Extrait de La Sainte Colère de Claudel (article paru dans notre numéro 140), de Maurice Hénaud :

Admettons que l’inspiration musicale puisse être parfois liée à la foi religieuse. Est-ce une raison pour confondre la puissance de création artistique avec le Saint-Esprit ? Haendel l’aurait fait, s’il faut en croire Claudel. Mais Rimbaud a-t-il jamais dit qu’il avait été « éclairé par un rayon d’en haut » ? Le génie poétique peut fort bien exister chez un quelqu’un d’irréligieux ou d’anti-religieux, comme chez Rimbaud, justement.
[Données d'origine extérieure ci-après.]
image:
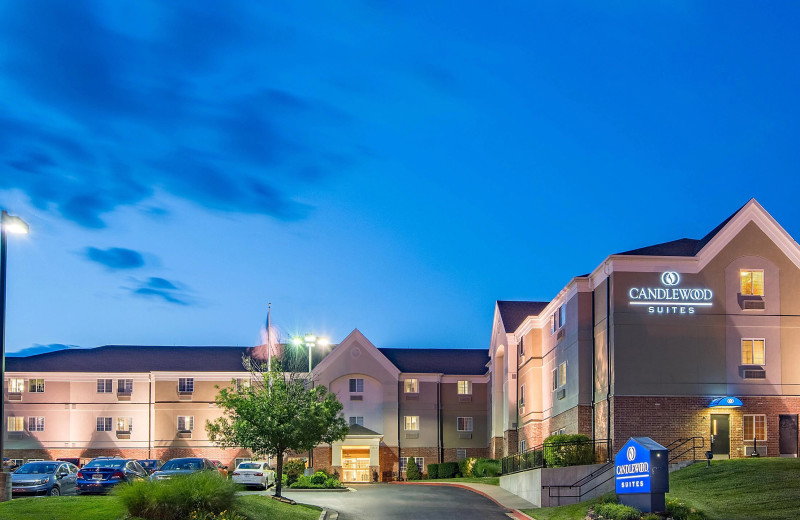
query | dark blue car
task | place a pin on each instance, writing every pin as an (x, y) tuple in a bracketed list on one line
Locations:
[(101, 474)]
Et au contraire, la foi non seulement peut exister sans le génie, mais même accompagnée de sottise (disons d’inintelligence si le mot paraît trop fort) et de délire.

Car qu’est-ce que cette union qui, dans l’esprit de Claudel, le lie à Rimbaud « par les fibres les plus secrètes », qu’est-ce que cet « intime hymen » de ces deux esprits, et qu’est-ce que ce Rimbaud « éclairé d’un rayon d’en haut » ?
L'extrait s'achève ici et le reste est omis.